Harel Insurance Investments and Financial Services Ltd. הראל השקעות בביטוח ושרותים פיננסים בע"מ
- Type: Public
- Traded as: TASE: HARL
- Industry: Financial services; Insurance;
- Founded: 1935; 91 years ago
- Founder: Margot and Ernest Hamburger
- Headquarters: Ramat Gan, Israel
- Key people: Yair Hamburger (chairman); Gideon Hamburger (president); Ben Hamburger (vice chairman); Nir Cohen (CEO);
- Products: Life insurance; Provident Funds;
- Operating income: ₪ 14,680 million (2018)
- Net income: ₪ 634 million (2018)
- Number of employees: >5000 (2019)
- Subsidiaries: Harel Insurance Company Ltd. Dikla Insurance Company Ltd.
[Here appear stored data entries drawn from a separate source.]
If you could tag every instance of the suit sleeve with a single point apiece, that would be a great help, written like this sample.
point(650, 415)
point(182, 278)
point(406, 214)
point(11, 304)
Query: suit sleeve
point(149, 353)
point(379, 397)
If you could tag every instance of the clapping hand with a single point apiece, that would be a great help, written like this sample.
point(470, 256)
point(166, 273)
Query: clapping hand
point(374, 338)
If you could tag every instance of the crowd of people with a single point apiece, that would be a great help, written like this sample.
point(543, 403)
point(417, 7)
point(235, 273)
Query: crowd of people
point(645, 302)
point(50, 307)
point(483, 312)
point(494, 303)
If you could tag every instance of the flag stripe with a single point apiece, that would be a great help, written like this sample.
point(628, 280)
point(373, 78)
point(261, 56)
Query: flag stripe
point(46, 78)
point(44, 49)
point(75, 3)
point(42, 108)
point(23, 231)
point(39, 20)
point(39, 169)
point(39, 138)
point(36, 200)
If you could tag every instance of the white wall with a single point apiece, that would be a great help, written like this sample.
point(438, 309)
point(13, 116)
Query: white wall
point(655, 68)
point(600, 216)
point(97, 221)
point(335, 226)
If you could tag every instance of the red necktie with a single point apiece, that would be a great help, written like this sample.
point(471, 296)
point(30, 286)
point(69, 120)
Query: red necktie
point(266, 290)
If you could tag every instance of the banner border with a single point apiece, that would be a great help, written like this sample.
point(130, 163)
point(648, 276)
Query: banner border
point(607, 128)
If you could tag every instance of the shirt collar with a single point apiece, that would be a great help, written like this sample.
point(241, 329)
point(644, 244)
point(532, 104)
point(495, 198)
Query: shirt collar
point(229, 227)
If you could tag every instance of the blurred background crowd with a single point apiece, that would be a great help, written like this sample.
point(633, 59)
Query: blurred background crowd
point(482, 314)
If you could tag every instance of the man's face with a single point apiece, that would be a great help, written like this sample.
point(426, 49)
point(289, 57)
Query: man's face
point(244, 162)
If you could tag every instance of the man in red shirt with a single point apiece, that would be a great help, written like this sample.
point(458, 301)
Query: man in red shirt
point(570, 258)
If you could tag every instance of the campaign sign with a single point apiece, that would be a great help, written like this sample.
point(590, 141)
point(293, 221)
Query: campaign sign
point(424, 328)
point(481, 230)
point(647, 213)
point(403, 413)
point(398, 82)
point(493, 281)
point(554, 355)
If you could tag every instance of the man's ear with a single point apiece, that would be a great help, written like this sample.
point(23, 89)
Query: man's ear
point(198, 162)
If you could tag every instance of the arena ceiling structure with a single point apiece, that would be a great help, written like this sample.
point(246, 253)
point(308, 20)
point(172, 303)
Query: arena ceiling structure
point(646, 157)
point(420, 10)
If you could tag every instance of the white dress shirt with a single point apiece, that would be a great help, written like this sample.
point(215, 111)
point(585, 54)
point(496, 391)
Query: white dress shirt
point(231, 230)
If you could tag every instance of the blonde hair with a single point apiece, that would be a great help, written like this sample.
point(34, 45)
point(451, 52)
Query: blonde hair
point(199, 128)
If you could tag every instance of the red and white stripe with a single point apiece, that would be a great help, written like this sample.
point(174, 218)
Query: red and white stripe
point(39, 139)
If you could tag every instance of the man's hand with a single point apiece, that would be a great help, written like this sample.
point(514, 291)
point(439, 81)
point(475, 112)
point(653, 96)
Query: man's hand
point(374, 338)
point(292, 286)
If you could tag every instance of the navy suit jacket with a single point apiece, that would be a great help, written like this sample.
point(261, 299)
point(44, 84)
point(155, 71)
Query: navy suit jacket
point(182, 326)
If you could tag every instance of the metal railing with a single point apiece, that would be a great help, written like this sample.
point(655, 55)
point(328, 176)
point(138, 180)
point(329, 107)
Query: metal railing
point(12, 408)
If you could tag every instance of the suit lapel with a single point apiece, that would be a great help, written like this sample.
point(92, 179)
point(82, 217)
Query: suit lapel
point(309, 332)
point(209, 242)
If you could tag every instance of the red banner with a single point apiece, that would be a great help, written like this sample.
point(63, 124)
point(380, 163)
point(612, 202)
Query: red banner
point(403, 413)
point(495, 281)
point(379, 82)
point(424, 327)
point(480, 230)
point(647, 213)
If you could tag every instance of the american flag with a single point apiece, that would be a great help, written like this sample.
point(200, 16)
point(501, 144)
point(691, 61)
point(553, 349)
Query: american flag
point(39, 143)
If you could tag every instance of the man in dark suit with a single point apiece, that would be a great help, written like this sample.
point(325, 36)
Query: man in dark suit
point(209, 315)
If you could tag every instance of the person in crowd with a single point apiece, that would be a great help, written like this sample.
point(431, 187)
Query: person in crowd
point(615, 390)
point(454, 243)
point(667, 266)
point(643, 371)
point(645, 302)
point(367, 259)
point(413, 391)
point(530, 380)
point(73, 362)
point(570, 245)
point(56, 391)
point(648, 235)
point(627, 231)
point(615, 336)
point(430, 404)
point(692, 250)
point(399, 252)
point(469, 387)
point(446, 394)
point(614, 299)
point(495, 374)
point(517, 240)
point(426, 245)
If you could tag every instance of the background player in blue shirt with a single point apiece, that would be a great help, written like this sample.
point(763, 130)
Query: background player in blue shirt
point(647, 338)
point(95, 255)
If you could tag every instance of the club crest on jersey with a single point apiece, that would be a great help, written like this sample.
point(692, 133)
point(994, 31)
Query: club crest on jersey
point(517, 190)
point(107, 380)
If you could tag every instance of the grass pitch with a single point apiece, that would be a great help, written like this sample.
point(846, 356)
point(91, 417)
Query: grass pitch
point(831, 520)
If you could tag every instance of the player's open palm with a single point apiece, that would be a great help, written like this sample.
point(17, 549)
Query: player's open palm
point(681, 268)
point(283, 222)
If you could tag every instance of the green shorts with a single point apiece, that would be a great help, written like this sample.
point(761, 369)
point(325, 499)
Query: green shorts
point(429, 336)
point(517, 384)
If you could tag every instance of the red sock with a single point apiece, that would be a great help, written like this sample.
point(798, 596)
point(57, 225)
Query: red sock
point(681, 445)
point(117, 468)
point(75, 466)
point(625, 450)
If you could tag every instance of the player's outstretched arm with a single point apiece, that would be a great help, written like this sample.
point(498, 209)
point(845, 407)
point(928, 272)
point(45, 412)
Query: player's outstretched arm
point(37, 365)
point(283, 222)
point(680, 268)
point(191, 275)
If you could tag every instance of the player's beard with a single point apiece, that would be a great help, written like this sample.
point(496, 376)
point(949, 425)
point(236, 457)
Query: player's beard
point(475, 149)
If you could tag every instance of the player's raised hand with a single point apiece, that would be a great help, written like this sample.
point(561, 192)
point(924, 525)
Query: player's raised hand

The Israel Credit Insurance Company Ltd. HaMishmar Insurance Agency Ltd.
- Website: www.harel-group.co.il

= Harel Group =

Israeli insurance group

Harel Insurance Investments and Financial Services Ltd. (הראל השקעות בביטוח ושירותים פיננסים בע"מ) is the largest insurance group in Israel. It is a public company whose shares are traded on the Tel Aviv Stock Exchange and is included in the TA-100 Index. It is controlled by the Hamburger family, which owns 49.9% of the company's shares (mainly through a holding company), while the public holds 50.1%.

==History==

In 1935, Ernst and Margot Hamburger, German Jews who moved to Tel Aviv at the time of the British Mandate of Palestine founded HaMishmar, a small insurance agency.

In 1975, the family established their first insurance company "Harel". In 1982 Harel Insurance and Finances (then known as Harel Hamishmar Investments Ltd.), was established and the ownership of Harel and Hamishmar were transferred to its ownership. The same year, the company had an initial public offering on the Tel Aviv Stock Exchange.

During the 1980s and 1990s the company acquired a number of other insurance companies in Israel (including: Sahar, Zion, Shiloach and Dikla) and consolidated its position to become Israel's third largest insurance group. During the 2000s the company expanded its activities and entered the pension and mutual funds markets.

In 2007, the name of the company was changed to "Harel Insurance Investments and Financial Services Ltd.".

In 2008 Harel Group established the Israel Infrastructure Fund together with Yehuda Raveh and Yaron Kestenbaum, which invests in and manages infrastructure projects in the fields of water, energy and transportation (trains and roads).

In December 2009 Harel acquired EMI, an Israeli mortgage unit of AIG – American International Group for $35.5m.